Abstract

Objectives: Primary aldosteronism (PA) affects ∼10% of hypertensive patients and has unilateral and bilateral forms (30%:70%). Most unilateral PA is caused by computed tomography (CT)- detectable aldosterone-producing adenomas (APA), which express CYP11B2 (aldosterone synthase), and frequently harbor somatic mutations in aldosterone-regulating genes (KCNJ5 >> CACNA1D). The etiology of the more common bilateral PA (often termed idiopathic hyperaldosteronism [IHA]) has long been believed to result from diffuse hyperplasia of adrenal cortex cells without incorporation of CYP11B2 expression. Methods: Herein, fifteen IHA adrenals from a multi-institution cohort were examined using CYP11B2 immunohistochemistry and next generation sequencing (NGS). Results: CYP11B2 immunoreactivity in the adrenal cortex was diffusely positive in only 4/15 IHA adrenals, arguing against this as the common cause of IHA. Instead, all adrenals harbored at least one CT-undetectable CYP11B2-expressing cell clusters (termed aldosterone-producing microscopic lesions [APML]), which existed sporadically in adrenal cortex. The median number per case and individual area of APML in IHA was significantly larger than those in normotensive controls.
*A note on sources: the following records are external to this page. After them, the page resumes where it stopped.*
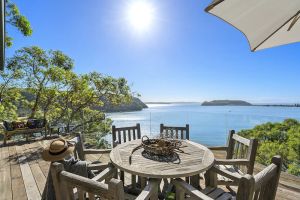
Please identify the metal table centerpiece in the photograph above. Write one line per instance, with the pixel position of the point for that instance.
(159, 149)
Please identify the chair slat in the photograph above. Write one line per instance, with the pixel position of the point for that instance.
(133, 134)
(241, 139)
(91, 196)
(80, 194)
(129, 135)
(124, 136)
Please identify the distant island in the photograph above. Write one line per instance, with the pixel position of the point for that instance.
(135, 105)
(226, 103)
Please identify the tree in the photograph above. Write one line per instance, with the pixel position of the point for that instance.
(36, 68)
(53, 91)
(16, 19)
(10, 95)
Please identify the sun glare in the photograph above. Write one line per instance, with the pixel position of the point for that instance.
(140, 15)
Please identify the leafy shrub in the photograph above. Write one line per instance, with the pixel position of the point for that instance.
(278, 139)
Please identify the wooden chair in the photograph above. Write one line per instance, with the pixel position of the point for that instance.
(65, 182)
(124, 134)
(178, 133)
(80, 151)
(175, 132)
(261, 186)
(240, 158)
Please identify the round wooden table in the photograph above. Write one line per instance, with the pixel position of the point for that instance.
(194, 160)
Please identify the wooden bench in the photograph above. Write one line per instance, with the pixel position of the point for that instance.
(240, 158)
(261, 186)
(65, 182)
(175, 132)
(24, 131)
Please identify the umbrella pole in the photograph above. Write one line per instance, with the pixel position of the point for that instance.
(2, 35)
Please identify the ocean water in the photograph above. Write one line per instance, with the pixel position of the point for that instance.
(209, 125)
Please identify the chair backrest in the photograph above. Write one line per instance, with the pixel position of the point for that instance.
(64, 183)
(79, 146)
(124, 134)
(175, 132)
(242, 148)
(263, 185)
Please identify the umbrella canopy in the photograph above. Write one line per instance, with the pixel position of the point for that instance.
(265, 23)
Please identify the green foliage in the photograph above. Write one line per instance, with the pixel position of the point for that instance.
(36, 68)
(43, 84)
(16, 19)
(278, 139)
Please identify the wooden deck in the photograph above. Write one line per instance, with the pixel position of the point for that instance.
(23, 173)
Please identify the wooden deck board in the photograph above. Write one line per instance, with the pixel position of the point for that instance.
(17, 184)
(29, 181)
(5, 189)
(22, 171)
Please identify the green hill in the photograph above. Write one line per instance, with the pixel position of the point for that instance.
(226, 103)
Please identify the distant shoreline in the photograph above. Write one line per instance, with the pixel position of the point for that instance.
(262, 105)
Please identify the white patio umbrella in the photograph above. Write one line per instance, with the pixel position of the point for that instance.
(265, 23)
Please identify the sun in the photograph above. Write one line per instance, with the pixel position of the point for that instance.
(140, 15)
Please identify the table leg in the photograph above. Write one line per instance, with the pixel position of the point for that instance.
(195, 181)
(5, 138)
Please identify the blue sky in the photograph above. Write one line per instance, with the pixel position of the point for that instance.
(185, 55)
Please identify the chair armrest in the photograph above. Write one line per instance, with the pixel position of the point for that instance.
(232, 162)
(219, 148)
(98, 166)
(151, 190)
(96, 151)
(187, 188)
(108, 173)
(226, 173)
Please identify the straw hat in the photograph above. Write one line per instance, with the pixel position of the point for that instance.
(58, 150)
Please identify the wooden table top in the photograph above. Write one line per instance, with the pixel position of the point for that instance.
(194, 159)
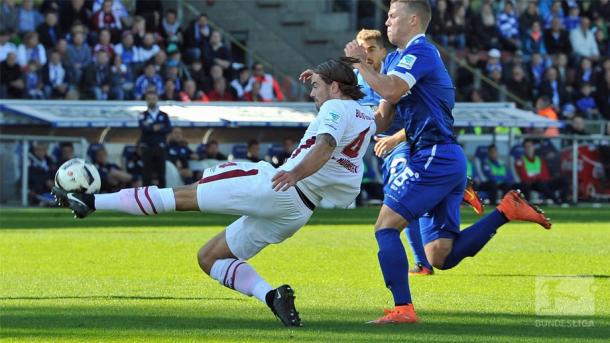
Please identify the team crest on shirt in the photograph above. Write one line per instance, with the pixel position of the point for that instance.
(407, 61)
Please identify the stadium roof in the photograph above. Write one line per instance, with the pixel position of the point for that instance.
(229, 114)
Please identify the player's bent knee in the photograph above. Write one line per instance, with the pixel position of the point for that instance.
(437, 251)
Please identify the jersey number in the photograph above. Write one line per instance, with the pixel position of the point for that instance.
(352, 149)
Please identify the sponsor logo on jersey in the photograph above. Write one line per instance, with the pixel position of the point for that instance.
(407, 61)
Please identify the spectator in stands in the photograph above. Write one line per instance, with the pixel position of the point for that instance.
(31, 50)
(130, 54)
(197, 38)
(169, 91)
(170, 27)
(583, 41)
(11, 78)
(508, 26)
(9, 16)
(442, 27)
(586, 103)
(220, 92)
(97, 78)
(112, 176)
(191, 93)
(534, 40)
(242, 84)
(150, 78)
(557, 39)
(576, 127)
(149, 48)
(270, 89)
(254, 94)
(74, 12)
(179, 153)
(218, 53)
(49, 32)
(213, 153)
(529, 16)
(483, 32)
(122, 80)
(552, 88)
(253, 151)
(104, 19)
(79, 55)
(29, 17)
(498, 175)
(33, 82)
(545, 109)
(66, 152)
(6, 47)
(155, 125)
(535, 176)
(519, 85)
(56, 77)
(41, 172)
(139, 30)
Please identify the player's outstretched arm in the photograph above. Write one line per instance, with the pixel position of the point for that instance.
(315, 159)
(389, 87)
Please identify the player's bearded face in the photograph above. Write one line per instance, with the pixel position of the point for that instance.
(319, 91)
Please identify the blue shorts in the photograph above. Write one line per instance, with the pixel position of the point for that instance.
(431, 186)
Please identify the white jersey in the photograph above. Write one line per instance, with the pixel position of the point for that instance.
(339, 179)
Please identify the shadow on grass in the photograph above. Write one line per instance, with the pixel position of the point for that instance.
(35, 218)
(108, 321)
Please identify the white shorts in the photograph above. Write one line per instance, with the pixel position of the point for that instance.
(244, 188)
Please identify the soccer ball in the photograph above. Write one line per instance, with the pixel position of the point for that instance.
(77, 175)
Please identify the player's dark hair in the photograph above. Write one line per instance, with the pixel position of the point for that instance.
(419, 7)
(341, 71)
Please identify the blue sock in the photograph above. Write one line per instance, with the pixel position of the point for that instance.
(474, 238)
(414, 237)
(394, 264)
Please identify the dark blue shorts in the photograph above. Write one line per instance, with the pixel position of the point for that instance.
(431, 185)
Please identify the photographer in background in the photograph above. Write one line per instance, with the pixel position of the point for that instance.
(155, 126)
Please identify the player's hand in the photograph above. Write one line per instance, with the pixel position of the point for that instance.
(306, 76)
(353, 49)
(283, 180)
(384, 145)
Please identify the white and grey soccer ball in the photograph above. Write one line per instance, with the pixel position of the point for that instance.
(78, 175)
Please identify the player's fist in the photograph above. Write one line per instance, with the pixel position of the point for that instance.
(384, 145)
(283, 180)
(353, 49)
(306, 75)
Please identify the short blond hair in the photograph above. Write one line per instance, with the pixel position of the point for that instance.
(365, 35)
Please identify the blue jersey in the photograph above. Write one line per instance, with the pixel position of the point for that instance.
(426, 109)
(371, 98)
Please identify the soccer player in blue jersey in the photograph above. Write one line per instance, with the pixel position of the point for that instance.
(415, 84)
(392, 147)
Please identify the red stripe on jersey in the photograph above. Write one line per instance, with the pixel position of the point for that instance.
(234, 273)
(149, 200)
(138, 201)
(308, 143)
(229, 175)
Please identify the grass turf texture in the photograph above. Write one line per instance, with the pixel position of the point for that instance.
(113, 277)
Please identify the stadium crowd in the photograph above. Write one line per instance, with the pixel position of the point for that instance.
(98, 50)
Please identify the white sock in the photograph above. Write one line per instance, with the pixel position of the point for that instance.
(138, 201)
(240, 276)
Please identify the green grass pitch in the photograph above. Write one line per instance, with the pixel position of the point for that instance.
(113, 277)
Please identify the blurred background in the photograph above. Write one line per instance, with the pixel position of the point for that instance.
(532, 80)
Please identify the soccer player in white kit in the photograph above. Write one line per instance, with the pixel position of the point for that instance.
(273, 203)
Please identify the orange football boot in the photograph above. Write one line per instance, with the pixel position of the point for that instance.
(398, 315)
(515, 207)
(472, 198)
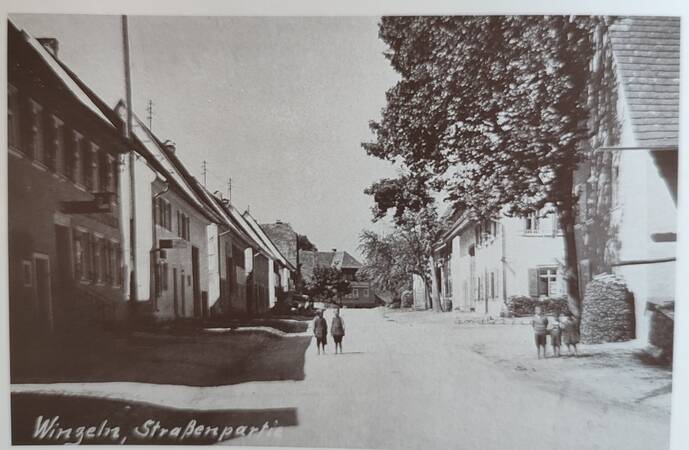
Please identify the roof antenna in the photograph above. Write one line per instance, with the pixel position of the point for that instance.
(149, 110)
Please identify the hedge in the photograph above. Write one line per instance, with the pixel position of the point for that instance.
(522, 305)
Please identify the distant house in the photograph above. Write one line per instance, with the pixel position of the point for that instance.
(628, 186)
(280, 270)
(362, 294)
(478, 265)
(64, 229)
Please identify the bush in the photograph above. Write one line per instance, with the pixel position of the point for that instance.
(522, 305)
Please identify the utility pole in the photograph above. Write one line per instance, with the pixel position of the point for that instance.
(132, 159)
(149, 110)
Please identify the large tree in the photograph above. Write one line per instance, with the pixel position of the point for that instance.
(492, 109)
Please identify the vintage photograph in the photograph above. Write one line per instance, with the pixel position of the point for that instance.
(396, 232)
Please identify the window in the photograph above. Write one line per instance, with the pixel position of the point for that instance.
(238, 256)
(13, 126)
(78, 158)
(583, 202)
(90, 166)
(161, 279)
(98, 260)
(485, 232)
(117, 264)
(56, 147)
(81, 255)
(114, 173)
(167, 219)
(614, 186)
(93, 258)
(185, 227)
(156, 211)
(532, 223)
(36, 134)
(548, 282)
(27, 273)
(104, 172)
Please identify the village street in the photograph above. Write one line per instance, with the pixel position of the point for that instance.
(413, 380)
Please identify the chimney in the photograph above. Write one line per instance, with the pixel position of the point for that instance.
(50, 44)
(170, 146)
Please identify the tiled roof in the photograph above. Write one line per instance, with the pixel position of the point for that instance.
(339, 260)
(646, 53)
(347, 261)
(58, 69)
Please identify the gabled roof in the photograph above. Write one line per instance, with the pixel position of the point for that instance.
(65, 77)
(343, 260)
(253, 223)
(646, 53)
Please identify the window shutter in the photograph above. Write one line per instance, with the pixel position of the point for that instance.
(533, 282)
(556, 224)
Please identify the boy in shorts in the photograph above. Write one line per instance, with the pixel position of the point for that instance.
(539, 323)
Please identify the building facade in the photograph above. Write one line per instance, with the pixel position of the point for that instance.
(65, 266)
(362, 294)
(628, 186)
(478, 266)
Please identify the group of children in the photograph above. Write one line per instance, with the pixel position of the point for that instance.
(561, 332)
(320, 331)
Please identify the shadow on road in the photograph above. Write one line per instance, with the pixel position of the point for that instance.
(198, 360)
(106, 421)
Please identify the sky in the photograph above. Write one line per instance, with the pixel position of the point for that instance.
(278, 104)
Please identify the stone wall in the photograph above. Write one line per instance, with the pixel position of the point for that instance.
(608, 311)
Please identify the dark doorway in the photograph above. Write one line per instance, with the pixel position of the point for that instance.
(195, 281)
(175, 300)
(230, 283)
(43, 292)
(183, 290)
(63, 279)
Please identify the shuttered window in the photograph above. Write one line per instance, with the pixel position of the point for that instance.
(13, 125)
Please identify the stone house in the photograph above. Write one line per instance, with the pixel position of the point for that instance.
(628, 185)
(362, 295)
(64, 255)
(478, 265)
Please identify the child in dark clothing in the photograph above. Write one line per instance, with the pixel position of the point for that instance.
(337, 330)
(556, 335)
(320, 331)
(539, 323)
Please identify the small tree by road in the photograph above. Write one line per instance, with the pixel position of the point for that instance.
(392, 259)
(328, 285)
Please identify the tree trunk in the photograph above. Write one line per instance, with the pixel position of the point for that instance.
(434, 287)
(566, 209)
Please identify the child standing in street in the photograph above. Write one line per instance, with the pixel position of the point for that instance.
(570, 333)
(320, 331)
(556, 335)
(337, 329)
(539, 323)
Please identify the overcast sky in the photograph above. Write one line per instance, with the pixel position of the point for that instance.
(280, 105)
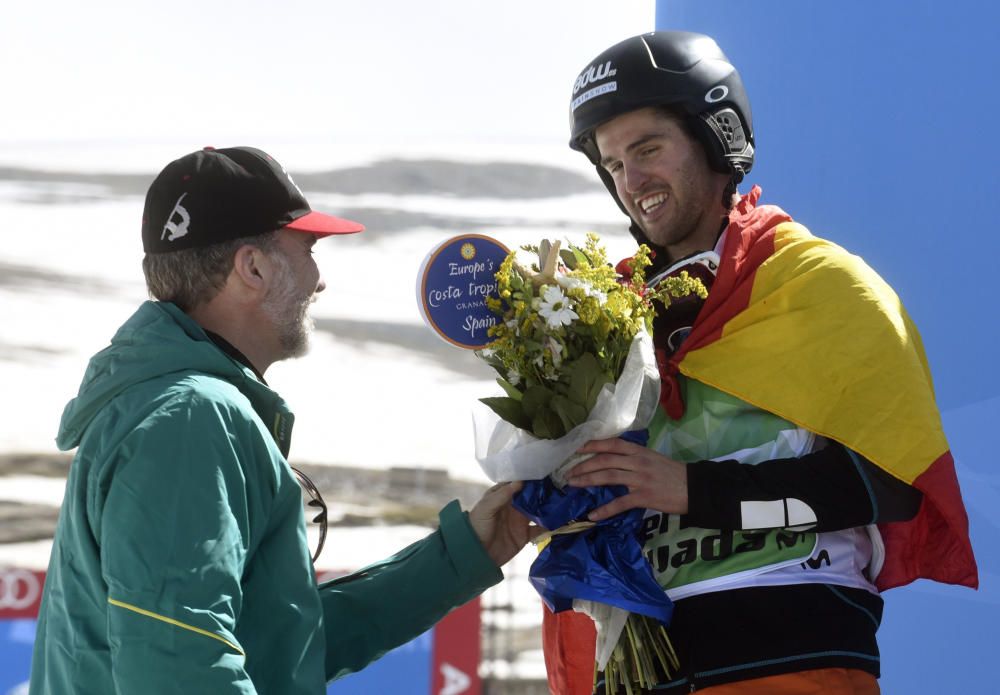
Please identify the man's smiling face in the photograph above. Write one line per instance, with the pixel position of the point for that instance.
(663, 178)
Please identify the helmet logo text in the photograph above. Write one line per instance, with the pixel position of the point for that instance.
(594, 73)
(717, 93)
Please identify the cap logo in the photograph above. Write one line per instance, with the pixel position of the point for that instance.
(594, 73)
(291, 180)
(717, 93)
(175, 230)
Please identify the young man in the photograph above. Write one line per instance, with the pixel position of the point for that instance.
(797, 465)
(180, 562)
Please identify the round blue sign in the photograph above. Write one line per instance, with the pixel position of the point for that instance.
(454, 282)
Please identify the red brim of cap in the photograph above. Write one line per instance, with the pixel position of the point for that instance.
(321, 224)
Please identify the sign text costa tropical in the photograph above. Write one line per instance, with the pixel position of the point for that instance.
(452, 286)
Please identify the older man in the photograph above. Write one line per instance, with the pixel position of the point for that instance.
(180, 561)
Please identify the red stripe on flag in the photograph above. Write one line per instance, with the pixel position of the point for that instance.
(934, 544)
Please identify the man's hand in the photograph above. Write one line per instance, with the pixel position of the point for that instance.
(501, 529)
(653, 480)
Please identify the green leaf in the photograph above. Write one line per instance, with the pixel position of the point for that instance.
(570, 414)
(508, 409)
(586, 379)
(547, 425)
(509, 389)
(544, 248)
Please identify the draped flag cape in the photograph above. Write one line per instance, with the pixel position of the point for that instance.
(797, 326)
(800, 328)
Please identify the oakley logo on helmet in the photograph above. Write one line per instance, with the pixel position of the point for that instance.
(594, 73)
(175, 230)
(717, 93)
(595, 92)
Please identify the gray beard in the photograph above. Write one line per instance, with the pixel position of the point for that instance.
(289, 313)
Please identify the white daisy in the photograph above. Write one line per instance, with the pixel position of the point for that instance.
(555, 309)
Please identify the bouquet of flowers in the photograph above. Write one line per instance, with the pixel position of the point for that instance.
(575, 361)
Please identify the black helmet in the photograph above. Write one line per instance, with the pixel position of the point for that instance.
(678, 68)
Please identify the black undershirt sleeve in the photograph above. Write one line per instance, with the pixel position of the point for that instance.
(841, 488)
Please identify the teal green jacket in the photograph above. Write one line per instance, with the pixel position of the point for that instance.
(180, 562)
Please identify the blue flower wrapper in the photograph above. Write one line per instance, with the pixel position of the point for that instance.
(604, 563)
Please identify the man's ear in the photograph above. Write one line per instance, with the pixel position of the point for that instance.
(251, 269)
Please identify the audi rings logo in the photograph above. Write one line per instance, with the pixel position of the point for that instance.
(19, 589)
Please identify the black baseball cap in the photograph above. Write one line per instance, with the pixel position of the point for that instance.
(215, 195)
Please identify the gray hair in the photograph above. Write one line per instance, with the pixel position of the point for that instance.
(193, 276)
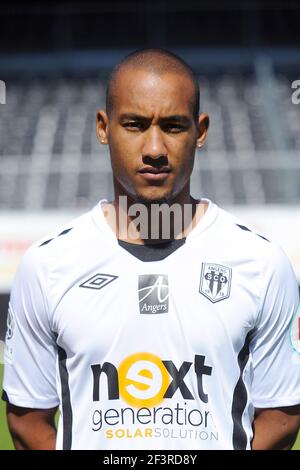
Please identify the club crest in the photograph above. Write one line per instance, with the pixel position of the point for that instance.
(215, 281)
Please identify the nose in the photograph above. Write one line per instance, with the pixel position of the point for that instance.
(154, 145)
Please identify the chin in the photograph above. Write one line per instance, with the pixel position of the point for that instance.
(147, 199)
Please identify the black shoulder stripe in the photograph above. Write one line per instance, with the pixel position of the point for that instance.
(4, 396)
(244, 228)
(62, 233)
(46, 242)
(248, 230)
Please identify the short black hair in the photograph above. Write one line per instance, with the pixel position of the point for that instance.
(158, 61)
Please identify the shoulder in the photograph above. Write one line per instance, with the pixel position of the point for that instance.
(272, 259)
(41, 255)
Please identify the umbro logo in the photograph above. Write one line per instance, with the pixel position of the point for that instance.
(99, 281)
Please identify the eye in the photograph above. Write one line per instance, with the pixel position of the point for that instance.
(174, 128)
(134, 125)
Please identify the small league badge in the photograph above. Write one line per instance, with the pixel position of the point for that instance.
(215, 282)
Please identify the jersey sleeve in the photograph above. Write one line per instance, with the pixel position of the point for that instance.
(30, 349)
(276, 363)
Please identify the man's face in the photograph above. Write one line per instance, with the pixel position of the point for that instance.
(152, 135)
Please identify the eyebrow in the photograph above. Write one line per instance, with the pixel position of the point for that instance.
(174, 117)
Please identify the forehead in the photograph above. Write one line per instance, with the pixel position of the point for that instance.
(146, 92)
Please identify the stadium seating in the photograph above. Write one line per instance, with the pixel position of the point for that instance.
(50, 157)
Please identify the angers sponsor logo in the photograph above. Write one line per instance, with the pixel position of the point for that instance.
(215, 281)
(153, 293)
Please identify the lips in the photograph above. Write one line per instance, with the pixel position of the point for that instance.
(154, 173)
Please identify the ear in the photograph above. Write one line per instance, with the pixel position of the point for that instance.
(203, 125)
(102, 126)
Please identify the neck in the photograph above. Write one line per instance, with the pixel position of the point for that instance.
(149, 222)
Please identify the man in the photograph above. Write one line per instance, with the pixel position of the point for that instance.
(166, 332)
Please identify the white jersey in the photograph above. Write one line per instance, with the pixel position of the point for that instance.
(171, 352)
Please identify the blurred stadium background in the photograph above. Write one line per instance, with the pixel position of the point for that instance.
(54, 62)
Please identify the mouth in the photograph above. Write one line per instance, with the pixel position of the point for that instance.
(151, 173)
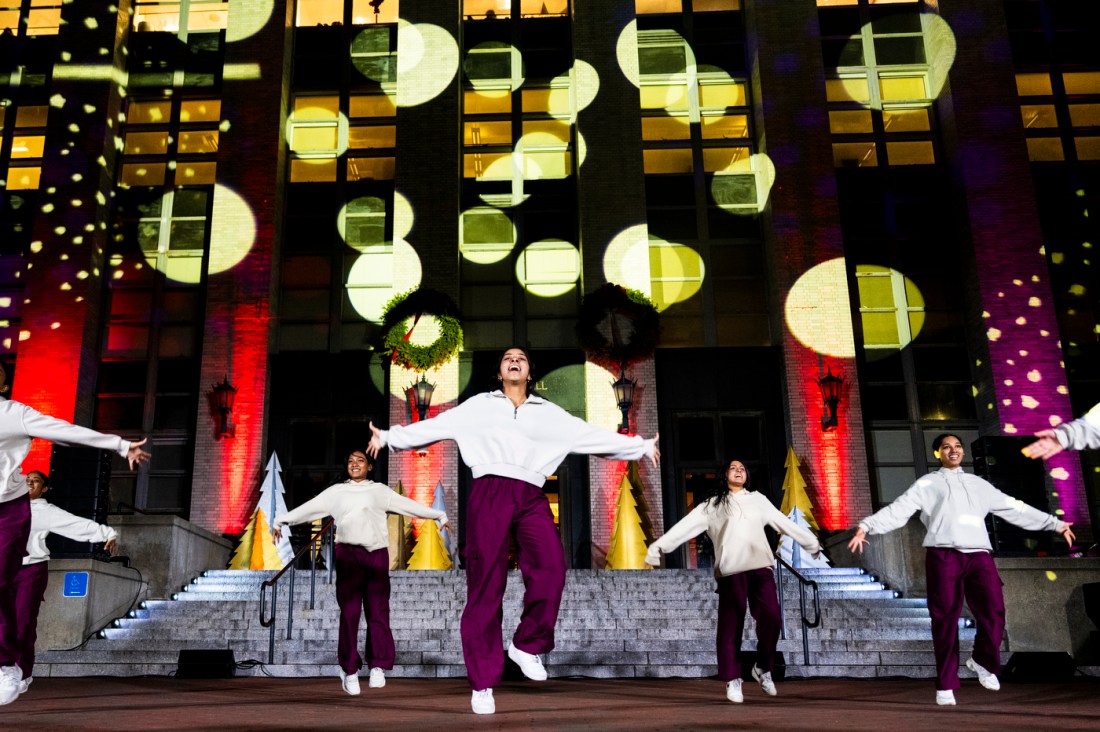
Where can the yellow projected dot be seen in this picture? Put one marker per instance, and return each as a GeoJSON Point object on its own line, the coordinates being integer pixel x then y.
{"type": "Point", "coordinates": [549, 268]}
{"type": "Point", "coordinates": [817, 310]}
{"type": "Point", "coordinates": [427, 61]}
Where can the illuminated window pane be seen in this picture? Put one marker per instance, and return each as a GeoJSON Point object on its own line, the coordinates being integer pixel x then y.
{"type": "Point", "coordinates": [28, 145]}
{"type": "Point", "coordinates": [647, 7]}
{"type": "Point", "coordinates": [911, 153]}
{"type": "Point", "coordinates": [208, 17]}
{"type": "Point", "coordinates": [1038, 116]}
{"type": "Point", "coordinates": [31, 116]}
{"type": "Point", "coordinates": [486, 133]}
{"type": "Point", "coordinates": [1033, 85]}
{"type": "Point", "coordinates": [487, 166]}
{"type": "Point", "coordinates": [725, 128]}
{"type": "Point", "coordinates": [370, 168]}
{"type": "Point", "coordinates": [666, 128]}
{"type": "Point", "coordinates": [145, 143]}
{"type": "Point", "coordinates": [906, 120]}
{"type": "Point", "coordinates": [672, 97]}
{"type": "Point", "coordinates": [314, 171]}
{"type": "Point", "coordinates": [196, 174]}
{"type": "Point", "coordinates": [372, 137]}
{"type": "Point", "coordinates": [143, 174]}
{"type": "Point", "coordinates": [314, 139]}
{"type": "Point", "coordinates": [1081, 82]}
{"type": "Point", "coordinates": [667, 161]}
{"type": "Point", "coordinates": [1045, 149]}
{"type": "Point", "coordinates": [849, 122]}
{"type": "Point", "coordinates": [199, 110]}
{"type": "Point", "coordinates": [1088, 148]}
{"type": "Point", "coordinates": [855, 154]}
{"type": "Point", "coordinates": [149, 112]}
{"type": "Point", "coordinates": [848, 89]}
{"type": "Point", "coordinates": [307, 109]}
{"type": "Point", "coordinates": [23, 178]}
{"type": "Point", "coordinates": [486, 101]}
{"type": "Point", "coordinates": [1085, 115]}
{"type": "Point", "coordinates": [722, 95]}
{"type": "Point", "coordinates": [897, 88]}
{"type": "Point", "coordinates": [375, 105]}
{"type": "Point", "coordinates": [723, 159]}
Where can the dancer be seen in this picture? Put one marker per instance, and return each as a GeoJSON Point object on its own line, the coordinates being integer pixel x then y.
{"type": "Point", "coordinates": [19, 424]}
{"type": "Point", "coordinates": [29, 588]}
{"type": "Point", "coordinates": [362, 561]}
{"type": "Point", "coordinates": [958, 564]}
{"type": "Point", "coordinates": [1077, 435]}
{"type": "Point", "coordinates": [734, 519]}
{"type": "Point", "coordinates": [512, 439]}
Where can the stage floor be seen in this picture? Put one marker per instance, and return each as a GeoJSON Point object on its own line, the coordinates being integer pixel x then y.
{"type": "Point", "coordinates": [589, 705]}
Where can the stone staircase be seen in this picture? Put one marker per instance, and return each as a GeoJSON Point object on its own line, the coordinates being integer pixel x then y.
{"type": "Point", "coordinates": [656, 623]}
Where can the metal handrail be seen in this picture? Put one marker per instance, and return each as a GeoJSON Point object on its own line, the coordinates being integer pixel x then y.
{"type": "Point", "coordinates": [806, 623]}
{"type": "Point", "coordinates": [270, 621]}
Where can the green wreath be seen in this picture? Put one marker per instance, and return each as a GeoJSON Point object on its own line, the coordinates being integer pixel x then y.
{"type": "Point", "coordinates": [605, 303]}
{"type": "Point", "coordinates": [395, 329]}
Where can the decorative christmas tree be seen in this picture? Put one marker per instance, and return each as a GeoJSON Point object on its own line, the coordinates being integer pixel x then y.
{"type": "Point", "coordinates": [430, 552]}
{"type": "Point", "coordinates": [257, 548]}
{"type": "Point", "coordinates": [402, 538]}
{"type": "Point", "coordinates": [799, 509]}
{"type": "Point", "coordinates": [631, 532]}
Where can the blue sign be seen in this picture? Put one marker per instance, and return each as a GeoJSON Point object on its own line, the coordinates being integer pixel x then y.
{"type": "Point", "coordinates": [76, 585]}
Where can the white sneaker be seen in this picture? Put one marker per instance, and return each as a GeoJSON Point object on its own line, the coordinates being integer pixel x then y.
{"type": "Point", "coordinates": [350, 683]}
{"type": "Point", "coordinates": [528, 663]}
{"type": "Point", "coordinates": [986, 678]}
{"type": "Point", "coordinates": [766, 683]}
{"type": "Point", "coordinates": [482, 702]}
{"type": "Point", "coordinates": [10, 676]}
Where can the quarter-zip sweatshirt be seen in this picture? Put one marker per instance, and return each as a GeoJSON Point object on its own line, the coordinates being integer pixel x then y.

NGS of DNA from 99 adrenal APML demonstrated somatic mutations in CACNA1D (57 / 58%) and KCNJ5 (1 / 1%). Conclusion: These data indicate that the most common cause of PA, IHA, results from the accumulation of image-undetectable aldosterone producing cells harboring somatic aldosterone-driver gene mutations. The high prevalence of mutations in CACNA1D, an L-type calcium channel, indicate a potential actionable therapeutic target to inhibit aldosterone overproduction in IHA patients.